Choose a new group member to type.

Open MileageReport and run the program. (If you can’t find the file, remember to switch back to the Java perspective with the instructions above.)

Hmm… something doesn’t seem quite right about this one. There’s a mistake somewhere in this code. You might be able to find the error by simple inspection (it is not a particularly complicated mistake), but take the time to set a breakpoint and walk through the code. Can you use the debugger to see exactly when the mistake happens? How does this mistake affect the lines of code that are executed afterwards?

Once you have found the mistake, fix the relevant code.


Choose a new group member to type (or, if your group has 2 members, go back to the original person).

Open BurritoBudget and run the program. Uh oh, looks like there might be another error here. Again, use the debugger to figure out where the problem occurs and how to fix it. Reach out to your TA if you need help.


For this part of the studio you will need at least two computers with the repository loaded. Have every group member load the studio repository into Eclipse using the above instructions before proceeding.

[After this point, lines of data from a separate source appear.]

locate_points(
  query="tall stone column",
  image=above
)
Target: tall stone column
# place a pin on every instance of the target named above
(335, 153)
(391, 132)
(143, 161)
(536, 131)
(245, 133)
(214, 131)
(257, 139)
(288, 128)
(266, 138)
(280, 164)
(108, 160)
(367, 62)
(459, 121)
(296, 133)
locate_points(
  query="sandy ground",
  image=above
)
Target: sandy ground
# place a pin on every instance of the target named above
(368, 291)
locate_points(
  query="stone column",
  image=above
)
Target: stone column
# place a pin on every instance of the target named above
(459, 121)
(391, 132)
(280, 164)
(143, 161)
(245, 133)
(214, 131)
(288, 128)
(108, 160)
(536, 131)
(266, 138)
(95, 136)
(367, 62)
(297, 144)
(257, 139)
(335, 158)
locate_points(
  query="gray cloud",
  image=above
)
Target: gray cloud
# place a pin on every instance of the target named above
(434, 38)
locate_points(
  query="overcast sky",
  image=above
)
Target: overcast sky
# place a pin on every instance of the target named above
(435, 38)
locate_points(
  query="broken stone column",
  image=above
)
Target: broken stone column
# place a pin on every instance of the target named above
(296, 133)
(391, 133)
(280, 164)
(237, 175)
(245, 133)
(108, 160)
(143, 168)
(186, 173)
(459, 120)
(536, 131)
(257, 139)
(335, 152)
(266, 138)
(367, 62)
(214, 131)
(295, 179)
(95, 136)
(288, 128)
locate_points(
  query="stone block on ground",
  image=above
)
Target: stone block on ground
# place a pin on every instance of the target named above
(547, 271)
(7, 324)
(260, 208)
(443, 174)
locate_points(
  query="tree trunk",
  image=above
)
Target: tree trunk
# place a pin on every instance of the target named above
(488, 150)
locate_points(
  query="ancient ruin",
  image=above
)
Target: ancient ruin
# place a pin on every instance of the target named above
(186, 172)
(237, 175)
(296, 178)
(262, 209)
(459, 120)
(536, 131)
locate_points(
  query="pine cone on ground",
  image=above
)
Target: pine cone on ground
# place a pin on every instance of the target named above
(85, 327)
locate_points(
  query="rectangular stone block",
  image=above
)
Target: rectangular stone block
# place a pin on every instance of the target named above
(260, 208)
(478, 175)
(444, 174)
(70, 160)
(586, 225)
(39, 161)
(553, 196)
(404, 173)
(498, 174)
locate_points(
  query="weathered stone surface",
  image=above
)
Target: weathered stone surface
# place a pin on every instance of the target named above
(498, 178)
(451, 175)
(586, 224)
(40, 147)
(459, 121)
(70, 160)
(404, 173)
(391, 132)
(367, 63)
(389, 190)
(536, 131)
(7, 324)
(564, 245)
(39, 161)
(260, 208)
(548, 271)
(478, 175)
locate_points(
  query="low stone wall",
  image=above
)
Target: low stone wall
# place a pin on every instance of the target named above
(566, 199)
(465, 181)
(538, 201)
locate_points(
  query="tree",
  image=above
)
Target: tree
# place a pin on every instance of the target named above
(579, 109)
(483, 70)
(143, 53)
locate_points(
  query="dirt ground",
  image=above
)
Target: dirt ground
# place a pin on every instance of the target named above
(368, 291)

As mentioned in the software setup, we’ll be using Git this semester. Git is a common tool that allows programmers to collaborate more effectively. You’ll need to use git on every assignment in this course to submit your work, so the next part of the studio aims to show you how to do some basic Git operations.

  1. Have someone who was not the original Eclipse person import the studio repository. Explore the code and see how none of the changes you’ve made today are visible on this computer.

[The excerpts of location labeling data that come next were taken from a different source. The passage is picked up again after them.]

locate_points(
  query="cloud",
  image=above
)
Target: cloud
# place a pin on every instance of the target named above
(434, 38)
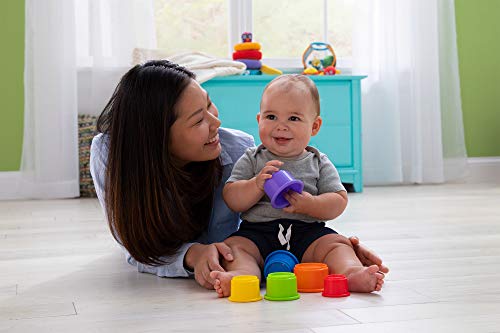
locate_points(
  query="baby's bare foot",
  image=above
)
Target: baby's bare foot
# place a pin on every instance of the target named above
(365, 279)
(222, 283)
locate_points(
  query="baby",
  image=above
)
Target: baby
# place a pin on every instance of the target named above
(289, 116)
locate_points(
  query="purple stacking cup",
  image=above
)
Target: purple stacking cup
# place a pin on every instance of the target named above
(278, 185)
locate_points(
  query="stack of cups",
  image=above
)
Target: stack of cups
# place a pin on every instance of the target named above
(248, 52)
(336, 286)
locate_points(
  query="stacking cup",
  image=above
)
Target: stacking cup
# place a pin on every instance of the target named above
(281, 286)
(279, 261)
(278, 185)
(310, 277)
(245, 288)
(336, 286)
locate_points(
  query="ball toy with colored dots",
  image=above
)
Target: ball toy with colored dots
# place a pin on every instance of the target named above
(319, 59)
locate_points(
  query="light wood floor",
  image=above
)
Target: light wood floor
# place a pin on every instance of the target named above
(60, 271)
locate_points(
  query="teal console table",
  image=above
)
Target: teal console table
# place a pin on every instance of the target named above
(238, 101)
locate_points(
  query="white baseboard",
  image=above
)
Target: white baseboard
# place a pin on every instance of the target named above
(483, 170)
(9, 185)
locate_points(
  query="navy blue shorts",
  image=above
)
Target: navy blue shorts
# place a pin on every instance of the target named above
(294, 236)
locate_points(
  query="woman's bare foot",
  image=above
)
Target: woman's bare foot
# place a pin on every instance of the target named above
(365, 279)
(222, 284)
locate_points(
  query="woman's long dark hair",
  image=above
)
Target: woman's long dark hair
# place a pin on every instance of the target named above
(152, 205)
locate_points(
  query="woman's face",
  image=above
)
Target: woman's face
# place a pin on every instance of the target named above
(194, 135)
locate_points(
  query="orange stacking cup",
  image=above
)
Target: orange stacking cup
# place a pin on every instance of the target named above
(310, 277)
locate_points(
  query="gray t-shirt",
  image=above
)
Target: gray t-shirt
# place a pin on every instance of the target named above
(312, 167)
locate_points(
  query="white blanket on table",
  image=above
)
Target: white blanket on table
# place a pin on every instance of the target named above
(203, 65)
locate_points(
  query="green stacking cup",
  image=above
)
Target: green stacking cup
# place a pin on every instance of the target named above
(281, 286)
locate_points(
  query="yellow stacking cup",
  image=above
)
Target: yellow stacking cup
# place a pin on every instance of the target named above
(245, 288)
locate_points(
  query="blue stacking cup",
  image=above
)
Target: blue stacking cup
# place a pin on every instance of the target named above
(279, 261)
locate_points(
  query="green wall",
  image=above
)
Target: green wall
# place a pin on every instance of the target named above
(478, 33)
(478, 37)
(11, 83)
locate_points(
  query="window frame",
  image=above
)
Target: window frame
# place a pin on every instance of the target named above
(241, 19)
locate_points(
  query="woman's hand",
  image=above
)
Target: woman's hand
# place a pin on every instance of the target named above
(367, 256)
(205, 258)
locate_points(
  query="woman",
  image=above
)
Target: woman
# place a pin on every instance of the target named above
(159, 166)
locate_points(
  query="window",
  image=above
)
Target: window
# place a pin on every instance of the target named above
(195, 25)
(283, 28)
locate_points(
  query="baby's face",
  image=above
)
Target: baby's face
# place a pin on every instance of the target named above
(287, 120)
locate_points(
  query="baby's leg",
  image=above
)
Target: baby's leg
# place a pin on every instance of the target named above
(247, 261)
(336, 251)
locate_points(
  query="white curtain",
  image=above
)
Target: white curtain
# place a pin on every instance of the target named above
(107, 32)
(412, 117)
(75, 52)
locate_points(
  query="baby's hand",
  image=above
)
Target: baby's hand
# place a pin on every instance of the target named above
(300, 203)
(267, 172)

  2. Have the Eclipse person type a message in on their computer, then commit and push like so:

    1. Right click the project (the big folder in the Package Explorer), then “Team” and then “Commit”

    2. A Git Staging tab will show up on the bottom of the screen. Make sure that the files you want to send to your team mates are in the “Staged Changes” area.

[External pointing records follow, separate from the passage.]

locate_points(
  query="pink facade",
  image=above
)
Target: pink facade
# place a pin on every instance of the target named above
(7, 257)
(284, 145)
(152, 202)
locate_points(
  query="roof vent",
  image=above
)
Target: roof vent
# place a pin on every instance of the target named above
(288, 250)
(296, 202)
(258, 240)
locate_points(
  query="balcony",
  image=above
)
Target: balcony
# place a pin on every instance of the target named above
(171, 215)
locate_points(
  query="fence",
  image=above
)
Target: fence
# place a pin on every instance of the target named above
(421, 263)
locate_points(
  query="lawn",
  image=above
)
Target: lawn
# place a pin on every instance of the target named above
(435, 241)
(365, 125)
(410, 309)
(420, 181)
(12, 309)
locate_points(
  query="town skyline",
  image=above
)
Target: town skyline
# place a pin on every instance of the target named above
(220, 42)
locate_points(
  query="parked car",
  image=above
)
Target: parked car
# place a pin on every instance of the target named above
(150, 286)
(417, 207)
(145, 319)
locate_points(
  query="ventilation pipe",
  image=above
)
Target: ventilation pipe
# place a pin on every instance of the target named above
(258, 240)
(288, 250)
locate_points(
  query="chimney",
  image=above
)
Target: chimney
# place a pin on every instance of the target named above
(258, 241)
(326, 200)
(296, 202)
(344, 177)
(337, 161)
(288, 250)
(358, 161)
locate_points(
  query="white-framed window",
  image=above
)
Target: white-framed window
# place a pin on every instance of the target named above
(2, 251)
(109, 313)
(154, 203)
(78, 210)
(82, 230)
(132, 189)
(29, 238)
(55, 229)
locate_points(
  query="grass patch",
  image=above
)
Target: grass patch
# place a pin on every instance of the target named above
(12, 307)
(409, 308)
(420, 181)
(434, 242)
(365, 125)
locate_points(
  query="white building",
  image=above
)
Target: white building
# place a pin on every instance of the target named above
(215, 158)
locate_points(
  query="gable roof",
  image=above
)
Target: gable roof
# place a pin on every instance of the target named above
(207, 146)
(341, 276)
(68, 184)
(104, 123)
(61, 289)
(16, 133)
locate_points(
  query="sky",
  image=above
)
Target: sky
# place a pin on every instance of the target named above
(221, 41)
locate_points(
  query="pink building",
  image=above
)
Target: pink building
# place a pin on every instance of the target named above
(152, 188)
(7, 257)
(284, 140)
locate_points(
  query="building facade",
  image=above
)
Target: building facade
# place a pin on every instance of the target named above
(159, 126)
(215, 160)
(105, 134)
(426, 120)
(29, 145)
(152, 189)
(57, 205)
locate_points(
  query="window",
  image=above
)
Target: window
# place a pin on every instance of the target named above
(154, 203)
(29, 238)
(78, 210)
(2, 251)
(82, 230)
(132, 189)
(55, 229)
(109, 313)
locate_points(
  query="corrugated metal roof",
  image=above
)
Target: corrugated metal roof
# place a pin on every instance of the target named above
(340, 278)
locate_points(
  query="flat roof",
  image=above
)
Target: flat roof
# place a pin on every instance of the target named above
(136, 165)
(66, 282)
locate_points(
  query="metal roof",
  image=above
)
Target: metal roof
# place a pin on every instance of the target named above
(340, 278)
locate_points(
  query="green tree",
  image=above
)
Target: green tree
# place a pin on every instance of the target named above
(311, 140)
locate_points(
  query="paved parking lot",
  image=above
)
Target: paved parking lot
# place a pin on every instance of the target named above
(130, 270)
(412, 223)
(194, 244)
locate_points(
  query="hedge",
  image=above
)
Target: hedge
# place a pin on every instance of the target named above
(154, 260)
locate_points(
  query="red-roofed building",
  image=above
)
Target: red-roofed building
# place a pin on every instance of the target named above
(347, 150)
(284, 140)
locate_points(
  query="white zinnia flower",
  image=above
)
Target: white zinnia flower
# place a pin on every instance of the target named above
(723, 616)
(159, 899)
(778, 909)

    3. Under “Commit Message”, type a short explanation of what you did (“Finished up to Message” or something similar).

    4. Click the Commit and Push… button.

    5. Press the Preview button then the push button. You should hopefully see a window that looks like this, which indicates success:

    6. Open the GitHub webpage for your repository (that you created in the very beginning of the studio). If you navigate to the file, you should see the changes that you made.

  3. Have the non-Eclipse person do a pull like so:

    1. Right click the project, click “Team”, and then click the first “Pull” option.

    2. Confirm that all of the code you’ve written today is on your computer, including the message!

Have each team member take turns sending messages to the others using the above process. Be careful about multiple people sending messages at the same time. If two people try to send a message at the same time it is possible to end up with a conflict. While conflicts sound scary they are pretty common and easy to resolve. If you run into one be sure to flag down an instructor or a TA so we can walk you through it.

Demo (get credit for) your work:

Commit and Push your work. Confirm that the files you edited are updated on GitHub.

To get credit for your work, talk to your TA. Be prepared to show them the work that you have done and answer their questions about it!